Read 00-end-to-end-async-realtime-plan.md first for the governing migration order, runtime constraints, and realtime client model this brief assumes.

Problem

Task creation currently waits for full provisioning: naming, repo checks, sandbox creation/resume, sandbox-agent install/start, sandbox-instance wiring, and session creation.
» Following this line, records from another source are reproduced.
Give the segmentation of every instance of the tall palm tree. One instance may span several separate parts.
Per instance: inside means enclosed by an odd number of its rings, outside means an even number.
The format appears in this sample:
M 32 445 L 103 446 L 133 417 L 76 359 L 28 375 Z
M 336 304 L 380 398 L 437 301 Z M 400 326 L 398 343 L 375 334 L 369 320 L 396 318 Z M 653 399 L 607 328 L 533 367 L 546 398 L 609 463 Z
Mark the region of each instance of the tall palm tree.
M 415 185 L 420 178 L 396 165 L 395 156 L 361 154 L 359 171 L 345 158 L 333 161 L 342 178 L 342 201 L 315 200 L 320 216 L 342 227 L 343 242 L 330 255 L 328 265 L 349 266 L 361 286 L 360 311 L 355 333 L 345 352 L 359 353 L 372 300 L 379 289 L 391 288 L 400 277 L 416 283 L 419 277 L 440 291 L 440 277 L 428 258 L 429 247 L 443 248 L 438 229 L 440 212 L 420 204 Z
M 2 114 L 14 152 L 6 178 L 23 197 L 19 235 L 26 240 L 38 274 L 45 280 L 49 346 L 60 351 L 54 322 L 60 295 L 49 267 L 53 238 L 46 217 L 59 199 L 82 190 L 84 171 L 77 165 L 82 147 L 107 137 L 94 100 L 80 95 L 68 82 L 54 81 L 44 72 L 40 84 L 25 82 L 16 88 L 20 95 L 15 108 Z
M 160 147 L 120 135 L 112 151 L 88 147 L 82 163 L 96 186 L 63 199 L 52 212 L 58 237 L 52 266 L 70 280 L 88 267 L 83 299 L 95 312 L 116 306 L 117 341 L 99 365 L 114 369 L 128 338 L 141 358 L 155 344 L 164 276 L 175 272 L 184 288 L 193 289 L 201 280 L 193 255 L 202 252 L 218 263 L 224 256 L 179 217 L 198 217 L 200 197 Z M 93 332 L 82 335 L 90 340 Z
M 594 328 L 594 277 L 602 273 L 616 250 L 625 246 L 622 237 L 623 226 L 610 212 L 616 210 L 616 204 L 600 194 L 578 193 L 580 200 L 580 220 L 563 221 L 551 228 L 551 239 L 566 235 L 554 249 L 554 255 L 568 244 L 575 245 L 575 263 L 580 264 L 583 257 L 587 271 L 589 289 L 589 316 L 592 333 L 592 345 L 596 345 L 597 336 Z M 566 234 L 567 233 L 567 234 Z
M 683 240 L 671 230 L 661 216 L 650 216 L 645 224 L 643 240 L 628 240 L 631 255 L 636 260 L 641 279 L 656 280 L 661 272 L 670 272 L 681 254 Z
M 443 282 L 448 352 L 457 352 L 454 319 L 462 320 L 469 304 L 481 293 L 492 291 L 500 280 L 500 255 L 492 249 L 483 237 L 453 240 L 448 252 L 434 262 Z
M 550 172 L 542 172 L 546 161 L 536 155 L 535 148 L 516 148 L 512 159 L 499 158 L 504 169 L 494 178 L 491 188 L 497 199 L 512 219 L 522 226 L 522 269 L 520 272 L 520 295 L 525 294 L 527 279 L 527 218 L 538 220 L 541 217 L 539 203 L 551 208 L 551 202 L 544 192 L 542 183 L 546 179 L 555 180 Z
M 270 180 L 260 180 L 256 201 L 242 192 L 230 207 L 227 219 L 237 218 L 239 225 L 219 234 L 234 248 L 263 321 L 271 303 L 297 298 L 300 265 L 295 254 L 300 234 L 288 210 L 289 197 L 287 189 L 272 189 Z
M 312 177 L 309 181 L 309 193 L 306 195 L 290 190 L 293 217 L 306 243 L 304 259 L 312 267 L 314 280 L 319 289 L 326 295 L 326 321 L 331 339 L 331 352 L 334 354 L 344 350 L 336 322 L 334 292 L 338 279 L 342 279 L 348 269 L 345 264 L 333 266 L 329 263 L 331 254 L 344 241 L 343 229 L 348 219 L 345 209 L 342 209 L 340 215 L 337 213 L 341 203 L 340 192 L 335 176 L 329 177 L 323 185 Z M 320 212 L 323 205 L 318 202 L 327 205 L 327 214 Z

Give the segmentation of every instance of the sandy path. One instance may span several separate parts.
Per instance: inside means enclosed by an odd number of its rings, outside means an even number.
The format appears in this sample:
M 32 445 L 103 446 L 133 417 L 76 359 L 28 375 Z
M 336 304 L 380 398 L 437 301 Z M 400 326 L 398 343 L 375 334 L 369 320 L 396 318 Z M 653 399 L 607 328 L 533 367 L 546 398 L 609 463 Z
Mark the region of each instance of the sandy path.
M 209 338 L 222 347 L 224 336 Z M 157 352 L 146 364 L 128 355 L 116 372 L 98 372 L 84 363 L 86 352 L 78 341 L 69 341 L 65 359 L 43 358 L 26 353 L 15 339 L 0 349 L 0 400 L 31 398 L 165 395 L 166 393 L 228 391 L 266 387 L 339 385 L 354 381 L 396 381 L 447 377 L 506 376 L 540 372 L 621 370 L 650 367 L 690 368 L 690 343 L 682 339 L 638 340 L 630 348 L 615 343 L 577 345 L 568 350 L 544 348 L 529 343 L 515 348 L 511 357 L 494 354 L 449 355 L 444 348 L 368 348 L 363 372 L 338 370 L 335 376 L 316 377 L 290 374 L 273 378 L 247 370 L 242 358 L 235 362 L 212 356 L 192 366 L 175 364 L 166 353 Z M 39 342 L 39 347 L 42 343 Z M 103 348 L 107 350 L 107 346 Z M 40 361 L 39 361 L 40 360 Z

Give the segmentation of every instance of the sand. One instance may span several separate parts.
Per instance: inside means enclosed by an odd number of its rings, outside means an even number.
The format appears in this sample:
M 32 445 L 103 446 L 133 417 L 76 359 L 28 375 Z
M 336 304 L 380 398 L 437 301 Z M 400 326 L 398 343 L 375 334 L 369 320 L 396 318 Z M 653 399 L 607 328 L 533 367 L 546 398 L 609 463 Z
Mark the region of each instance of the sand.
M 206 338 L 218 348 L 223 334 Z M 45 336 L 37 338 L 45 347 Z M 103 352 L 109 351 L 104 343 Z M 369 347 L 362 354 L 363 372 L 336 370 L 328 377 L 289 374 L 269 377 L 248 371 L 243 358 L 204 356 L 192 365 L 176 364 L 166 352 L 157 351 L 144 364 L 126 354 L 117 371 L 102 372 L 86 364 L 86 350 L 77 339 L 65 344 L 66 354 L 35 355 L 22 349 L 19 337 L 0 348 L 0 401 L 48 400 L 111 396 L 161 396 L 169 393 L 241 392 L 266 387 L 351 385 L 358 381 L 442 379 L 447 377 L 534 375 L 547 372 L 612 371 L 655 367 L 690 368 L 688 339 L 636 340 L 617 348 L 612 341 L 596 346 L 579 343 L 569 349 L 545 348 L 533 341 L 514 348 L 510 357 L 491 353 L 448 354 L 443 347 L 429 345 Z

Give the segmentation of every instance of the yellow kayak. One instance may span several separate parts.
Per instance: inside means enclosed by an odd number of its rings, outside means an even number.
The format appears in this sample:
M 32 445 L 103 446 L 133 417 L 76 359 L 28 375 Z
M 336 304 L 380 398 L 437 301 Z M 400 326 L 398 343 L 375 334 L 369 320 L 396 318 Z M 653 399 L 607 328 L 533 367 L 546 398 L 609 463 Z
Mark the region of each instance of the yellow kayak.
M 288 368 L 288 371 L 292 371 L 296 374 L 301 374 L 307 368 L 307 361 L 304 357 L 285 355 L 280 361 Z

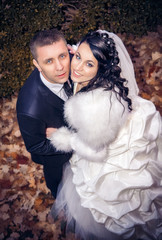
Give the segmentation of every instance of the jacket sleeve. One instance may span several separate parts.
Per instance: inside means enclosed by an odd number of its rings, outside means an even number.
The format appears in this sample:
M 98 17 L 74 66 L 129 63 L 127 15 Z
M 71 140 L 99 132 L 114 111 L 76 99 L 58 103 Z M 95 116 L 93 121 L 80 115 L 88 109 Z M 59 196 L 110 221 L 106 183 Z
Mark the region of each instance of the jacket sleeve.
M 37 118 L 18 114 L 18 123 L 26 149 L 37 155 L 62 154 L 46 139 L 46 124 Z

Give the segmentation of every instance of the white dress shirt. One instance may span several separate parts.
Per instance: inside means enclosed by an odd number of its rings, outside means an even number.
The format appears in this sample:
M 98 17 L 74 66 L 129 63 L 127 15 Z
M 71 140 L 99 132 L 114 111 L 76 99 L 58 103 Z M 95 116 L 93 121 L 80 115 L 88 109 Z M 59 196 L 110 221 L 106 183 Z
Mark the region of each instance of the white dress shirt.
M 65 93 L 65 90 L 63 88 L 64 84 L 59 83 L 51 83 L 45 79 L 45 77 L 40 73 L 40 78 L 44 85 L 49 88 L 54 94 L 56 94 L 59 98 L 66 101 L 68 99 L 68 96 Z

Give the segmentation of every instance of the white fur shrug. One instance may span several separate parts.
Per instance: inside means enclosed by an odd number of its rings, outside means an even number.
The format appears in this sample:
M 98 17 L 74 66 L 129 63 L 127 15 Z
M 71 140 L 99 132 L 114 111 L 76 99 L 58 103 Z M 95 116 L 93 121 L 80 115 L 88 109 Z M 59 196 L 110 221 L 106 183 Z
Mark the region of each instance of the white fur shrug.
M 51 142 L 57 150 L 73 150 L 90 161 L 104 160 L 106 146 L 115 140 L 127 115 L 127 103 L 121 104 L 113 92 L 100 88 L 76 94 L 65 103 L 69 128 L 58 129 Z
That makes a user-facing action depend on queue-backed and provider-backed work that can take minutes. The client only needs the task actor to exist so it can navigate to the task and observe progress.

Current Code Context

  • Workspace entry point: foundry/packages/backend/src/actors/workspace/actions.ts
  • Project task creation path: foundry/packages/backend/src/actors/project/actions.ts
  • Task action surface: foundry/packages/backend/src/actors/task/index.ts
  • Task workflow: foundry/packages/backend/src/actors/task/workflow/index.ts
  • Task init/provision steps: foundry/packages/backend/src/actors/task/workflow/init.ts
  • Provider-backed long steps currently happen inside the task provision workflow.

Target Contract

  • createTask returns once the task actor exists and initial task metadata is persisted.
  • The response includes the task identity the client needs for follow-up reads and subscriptions.
  • Provisioning continues in the background through the task workflow.
  • Progress and failure are surfaced through task state, history events, and workbench updates.

Proposed Fix

  1. Restore the async split between initialize and provision.
  2. Keep task.command.initialize responsible for:
    • creating the task actor
    • bootstrapping DB rows
    • persisting any immediately-known metadata
    • returning the current task record
  3. After initialize completes, enqueue task.command.provision with wait: false.
  4. Change workspace.createTask to:
    • create or resolve the project
    • create the task actor
    • call task.initialize(...)
    • stop awaiting task.provision(...)
    • broadcast a workbench/task update
    • return the task record immediately
  5. Persist a clear queued/running state for provisioning so the frontend can distinguish:
    • init_enqueue_provision
    • init_ensure_name
    • init_create_sandbox
    • init_ensure_agent
    • init_create_session
    • running
    • error

Files Likely To Change

  • foundry/packages/backend/src/actors/workspace/actions.ts
  • foundry/packages/backend/src/actors/project/actions.ts
  • foundry/packages/backend/src/actors/task/index.ts
  • foundry/packages/backend/src/actors/task/workflow/index.ts
  • foundry/packages/backend/src/actors/task/workflow/init.ts
  • foundry/packages/frontend/src/components/workspace-dashboard.tsx
  • foundry/packages/client/src/remote/workbench-client.ts

Client Impact

  • Task creation UI should navigate immediately to the task page.
  • The page should render a provisioning state from task status instead of treating create as an all-or-nothing spinner.
  • Any tab/session creation that depends on provisioning should observe task state and wait for readiness asynchronously.

Acceptance Criteria

  • Creating a task never waits on sandbox creation or session creation.
  • A timeout in provider setup does not make the original create request fail after several minutes.
  • After a backend restart, the task workflow can resume provisioning from durable state without requiring the client to retry create.

Implementation Notes

  • Preserve the existing task actor as the single writer for task runtime state.
  • Do not introduce a second creator path for task actors; keep one create/bootstrap path and one background provision path.
  • Fresh-agent check: verify that createWorkbenchTask and any dashboard create flow still have enough data to navigate immediately after this change.